Une vieille femme, notre voisine, me parla d'une place, chez des bourgeois de Bougival, où je serais très-bien, affirmait-elle. Surmontant mes répugnances, je m'y présentai, et je fus accueillie. Je devais gagner trente francs par mois.

La place eût pu n'être pas rude. Les maîtres n'étaient que trois, le mari, la femme et un fils de vingt-cinq ans. Tous les matins, le père et le fils, qui étaient employés à Paris, partaient par le premier train et ne rentraient plus que pour dîner, vers six heures. Je restais donc seule avec la femme, toute la journée. C'était, malheureusement, une personne d'un caractère difficile, acariâtre et froidement méchante. Comme jusqu'alors elle s'était servie elle-même, et que j'étais la première domestique qu'elle eût, elle était tourmentée d'un insatiable besoin de commandement, et croyait par son despotisme, ses exigences et ses dédains, montrer une immense supériorité. Elle était de plus d'une défiance extraordinaire, persuadée que je la volais, et il ne se passait pas de semaine qu'elle n'imaginât quelque prétexte de fouiller ma malle pour s'assurer que je n'y cachais pas ses serviettes ou ses six couverts d'argent.

Ayant eu la naïveté de lui dire que j'avais été blanchisseuse, elle en abusait. Il me fallait laver et repasser tout le linge de la maison, et encore elle ne cessait de me reprocher d'user trop de savon et trop de charbon.

Je ne me déplaisais pourtant pas trop dans cette maison. J'y avais, sous les combles, une chambrette que je trouvais charmante, et que je prenais plaisir à orner. Libre de m'y retirer de bonne heure, j'y passais des soirées délicieuses, à coudre ou à lire...

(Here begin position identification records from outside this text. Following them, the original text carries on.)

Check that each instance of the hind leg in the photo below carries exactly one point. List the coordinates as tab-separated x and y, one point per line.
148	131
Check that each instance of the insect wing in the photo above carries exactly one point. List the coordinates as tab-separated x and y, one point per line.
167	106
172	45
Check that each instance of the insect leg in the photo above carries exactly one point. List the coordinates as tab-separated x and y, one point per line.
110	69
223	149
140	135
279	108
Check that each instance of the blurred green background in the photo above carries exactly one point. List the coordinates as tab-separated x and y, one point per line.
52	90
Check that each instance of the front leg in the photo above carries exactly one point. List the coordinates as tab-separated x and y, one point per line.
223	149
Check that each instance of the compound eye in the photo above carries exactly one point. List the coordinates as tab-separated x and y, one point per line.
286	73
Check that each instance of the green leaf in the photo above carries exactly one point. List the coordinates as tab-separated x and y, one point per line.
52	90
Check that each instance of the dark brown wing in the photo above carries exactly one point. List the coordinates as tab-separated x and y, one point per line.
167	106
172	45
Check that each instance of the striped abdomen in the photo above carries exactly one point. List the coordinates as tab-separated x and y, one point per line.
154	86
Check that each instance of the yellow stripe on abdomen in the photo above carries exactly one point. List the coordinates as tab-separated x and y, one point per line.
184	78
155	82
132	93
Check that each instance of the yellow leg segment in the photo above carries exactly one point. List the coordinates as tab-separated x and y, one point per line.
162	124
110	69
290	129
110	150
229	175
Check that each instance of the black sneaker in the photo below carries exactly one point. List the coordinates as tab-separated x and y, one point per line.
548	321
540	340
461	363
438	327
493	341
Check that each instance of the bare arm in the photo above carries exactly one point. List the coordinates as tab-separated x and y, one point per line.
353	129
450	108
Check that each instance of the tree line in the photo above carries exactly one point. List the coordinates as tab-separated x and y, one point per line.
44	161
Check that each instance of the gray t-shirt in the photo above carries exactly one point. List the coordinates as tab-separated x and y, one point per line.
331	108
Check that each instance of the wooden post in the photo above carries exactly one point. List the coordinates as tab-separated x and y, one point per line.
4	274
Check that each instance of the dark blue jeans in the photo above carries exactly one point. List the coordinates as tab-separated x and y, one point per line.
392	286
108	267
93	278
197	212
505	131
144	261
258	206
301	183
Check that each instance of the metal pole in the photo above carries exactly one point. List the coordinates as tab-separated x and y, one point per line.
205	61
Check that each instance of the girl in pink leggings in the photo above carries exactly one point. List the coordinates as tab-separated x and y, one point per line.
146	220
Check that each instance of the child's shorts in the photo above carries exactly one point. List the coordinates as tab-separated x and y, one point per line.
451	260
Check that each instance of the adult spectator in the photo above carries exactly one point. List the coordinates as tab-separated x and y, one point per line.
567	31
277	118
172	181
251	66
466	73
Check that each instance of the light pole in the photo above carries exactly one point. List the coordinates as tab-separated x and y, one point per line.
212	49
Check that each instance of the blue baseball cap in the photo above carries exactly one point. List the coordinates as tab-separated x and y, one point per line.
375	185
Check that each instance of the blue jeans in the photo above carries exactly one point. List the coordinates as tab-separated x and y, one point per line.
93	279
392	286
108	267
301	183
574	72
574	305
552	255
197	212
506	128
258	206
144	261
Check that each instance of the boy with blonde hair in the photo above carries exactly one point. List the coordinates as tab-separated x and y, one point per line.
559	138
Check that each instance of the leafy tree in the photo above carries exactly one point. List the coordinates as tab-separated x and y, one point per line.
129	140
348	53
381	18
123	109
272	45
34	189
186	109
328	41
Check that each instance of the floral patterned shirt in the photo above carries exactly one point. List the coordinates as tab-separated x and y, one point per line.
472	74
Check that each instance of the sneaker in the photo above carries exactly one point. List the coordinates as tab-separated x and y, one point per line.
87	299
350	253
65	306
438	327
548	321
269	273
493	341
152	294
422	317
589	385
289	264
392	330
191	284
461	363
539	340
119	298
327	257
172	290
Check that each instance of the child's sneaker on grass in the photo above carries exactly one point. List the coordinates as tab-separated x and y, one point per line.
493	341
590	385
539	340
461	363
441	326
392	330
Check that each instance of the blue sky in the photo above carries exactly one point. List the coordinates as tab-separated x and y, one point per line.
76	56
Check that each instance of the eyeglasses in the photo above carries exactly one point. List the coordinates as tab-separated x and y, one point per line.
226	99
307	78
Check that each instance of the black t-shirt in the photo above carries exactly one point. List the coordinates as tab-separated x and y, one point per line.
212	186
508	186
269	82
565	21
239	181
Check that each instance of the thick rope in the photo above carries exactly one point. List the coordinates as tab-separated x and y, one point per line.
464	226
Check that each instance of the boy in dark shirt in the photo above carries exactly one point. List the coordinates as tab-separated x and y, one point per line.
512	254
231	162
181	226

Mais la chance était contre moi.

J'avais plu au fils de la maison, et il avait résolu de faire de moi sa maîtresse. Bien que n'ayant pas seize ans, j'avais de la vie une trop cruelle expérience pour ne l'avoir pas deviné tout d'abord, et j'opposai la plus froide réserve aux prévenances par lesquelles il espérait m'amadouer. Il n'en fut pas découragé, et bientôt ses persécutions devinrent telles, que je crus devoir me plaindre à ma patronne.

Elle m'écouta d'un air goguenard, et quand j'eus achevé:

—Vous êtes dégoûtée, ma mie! me dit-elle simplement.

J'en faillis tomber de mon haut, car je compris que cette femme eût trouvé commode et peut-être économique, que moi, sa servante, sous son toit, je devinsse la maîtresse de son fils. Et cependant, elle avait un grand renom d'honnêteté, et elle ne cessait de parler de la sévérité de ses principes.

Mon persécuteur sut-il ce que m'avait répondu sa mère? Je le crois, car de ce moment il devint plus hardi. Il ne ménagea plus rien, et je ne tardai pas à comprendre que je n'étais plus en sûreté dans ma chambre. Il venait, la nuit, frapper à ma porte, et une fois qu'il la fit sauter d'un coup d'épaule, il me fallut crier au secours de toutes mes forces pour me débarrasser de lui.